From 382f16893b9db04e4ad92b6f981a6c8db9b6670d Mon Sep 17 00:00:00 2001
From: iflamed <iflamed@gmail.com>
Date: Thu, 25 Jul 2024 16:22:52 +0800
Subject: [PATCH] add fastapi server

---
 api.py           | 76 ++++++++++++++++++++++++++++++++++++++++++++++++
 requirements.txt |  3 +-
 2 files changed, 78 insertions(+), 1 deletion(-)

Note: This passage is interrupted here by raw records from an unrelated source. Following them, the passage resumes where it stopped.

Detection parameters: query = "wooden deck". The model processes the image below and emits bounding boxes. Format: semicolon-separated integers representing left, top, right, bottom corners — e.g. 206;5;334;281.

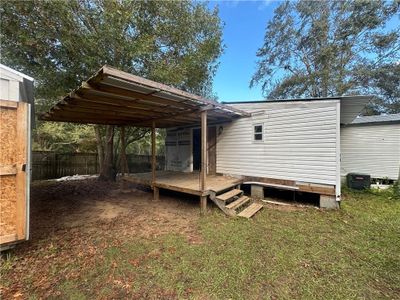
123;171;243;196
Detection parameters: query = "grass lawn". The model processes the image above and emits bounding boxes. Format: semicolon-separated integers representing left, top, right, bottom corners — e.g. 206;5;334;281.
1;184;400;299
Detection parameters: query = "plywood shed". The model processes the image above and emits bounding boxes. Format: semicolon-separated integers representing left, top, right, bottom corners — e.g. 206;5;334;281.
341;114;400;180
0;64;34;248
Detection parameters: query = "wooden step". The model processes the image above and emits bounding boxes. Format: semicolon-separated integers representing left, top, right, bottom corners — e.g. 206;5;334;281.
216;189;243;201
225;196;250;209
238;203;263;219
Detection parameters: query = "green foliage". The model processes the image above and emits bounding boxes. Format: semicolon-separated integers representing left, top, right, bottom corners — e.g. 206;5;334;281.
250;0;400;112
0;0;223;154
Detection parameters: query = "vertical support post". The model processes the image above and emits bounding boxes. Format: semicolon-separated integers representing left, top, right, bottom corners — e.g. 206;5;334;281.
200;110;208;215
151;121;158;200
200;110;207;191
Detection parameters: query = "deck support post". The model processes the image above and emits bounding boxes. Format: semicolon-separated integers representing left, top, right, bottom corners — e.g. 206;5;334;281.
200;110;207;191
200;110;208;215
151;121;159;200
200;196;208;215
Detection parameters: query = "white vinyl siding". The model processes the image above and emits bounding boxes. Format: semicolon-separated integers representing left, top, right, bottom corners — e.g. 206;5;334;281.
165;129;192;172
217;100;339;185
341;124;400;180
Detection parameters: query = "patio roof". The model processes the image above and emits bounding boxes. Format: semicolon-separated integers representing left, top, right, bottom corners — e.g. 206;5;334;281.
40;66;249;128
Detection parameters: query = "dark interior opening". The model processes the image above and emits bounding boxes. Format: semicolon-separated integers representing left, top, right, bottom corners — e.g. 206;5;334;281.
242;184;319;206
192;128;201;171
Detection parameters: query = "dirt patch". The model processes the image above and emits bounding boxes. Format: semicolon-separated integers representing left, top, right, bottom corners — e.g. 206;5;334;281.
0;179;201;299
31;179;199;241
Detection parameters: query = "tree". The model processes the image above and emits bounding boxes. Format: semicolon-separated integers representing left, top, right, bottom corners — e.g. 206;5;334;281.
250;1;400;112
0;0;222;179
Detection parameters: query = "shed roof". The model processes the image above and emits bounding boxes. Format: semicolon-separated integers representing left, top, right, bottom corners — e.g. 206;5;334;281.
351;113;400;124
40;66;249;128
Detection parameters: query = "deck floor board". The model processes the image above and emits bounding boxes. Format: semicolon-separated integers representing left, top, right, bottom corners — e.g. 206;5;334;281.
123;171;243;196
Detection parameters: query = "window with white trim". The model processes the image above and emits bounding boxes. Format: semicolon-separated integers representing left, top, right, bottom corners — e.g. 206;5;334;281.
253;124;264;142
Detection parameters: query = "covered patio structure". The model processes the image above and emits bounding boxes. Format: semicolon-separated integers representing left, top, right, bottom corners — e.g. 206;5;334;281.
40;66;249;213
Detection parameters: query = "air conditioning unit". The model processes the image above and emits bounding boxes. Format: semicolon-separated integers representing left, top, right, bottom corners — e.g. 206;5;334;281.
347;173;371;190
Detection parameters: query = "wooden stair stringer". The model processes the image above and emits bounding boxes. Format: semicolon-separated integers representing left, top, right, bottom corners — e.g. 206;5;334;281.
210;197;236;217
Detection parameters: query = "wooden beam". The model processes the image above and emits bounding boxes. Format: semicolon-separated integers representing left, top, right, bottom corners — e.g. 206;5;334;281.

 create mode 100644 api.py
diff --git a/api.py b/api.py
new file mode 100644
index 0000000..97d3b7d
--- /dev/null
+++ b/api.py
@@ -0,0 +1,76 @@
+# Set the device with environment, default is cuda:0
+# export SENSEVOICE_DEVICE=cuda:1
+
+import os, re
+from fastapi import FastAPI, File, Form
+from fastapi.responses import HTMLResponse
+from typing_extensions import Annotated
+from typing import List
+from enum import Enum
+import torchaudio
+from model import SenseVoiceSmall
+from funasr.utils.postprocess_utils import rich_transcription_postprocess
+
+class Language(str, Enum):
+    auto = "auto"
+    zh = "zh"
+    en = "en"
+    yue = "yue"
+    ja = "ja"
+    ko = "ko"
+    nospeech = "nospeech"
+
+model_dir = "iic/SenseVoiceSmall"
+m, kwargs = SenseVoiceSmall.from_pretrained(model=model_dir, device=os.getenv("SENSEVOICE_DEVICE", "cuda:0"))
+m.eval()
+
+regex = r"<\|.*\|>"
+
+app = FastAPI()
+
+
+@app.get("/", response_class=HTMLResponse)
+async def root():
+    return """
+    <!DOCTYPE html>
+    <html>
+        <head>
+            <meta charset=utf-8>
+            <title>Api information</title>
+        </head>
+        <body>
+            <a href='./docs'>Documents of API</a>
+        </body>
+    </html>
+    """
+
+@app.post("/api/v1/asr")
+async def create_files(files: Annotated[List[bytes], File(description="wav or mp3 audios in 16KHz")], keys: Annotated[str, Form(description="name of each audio joined with comma")], lang: Annotated[Language, Form(description="language of audio content")] = "auto"):
+    audios = []
+    audio_fs = 0
+    for file in files:
+        data_or_path_or_list, audio_fs = torchaudio.load(file)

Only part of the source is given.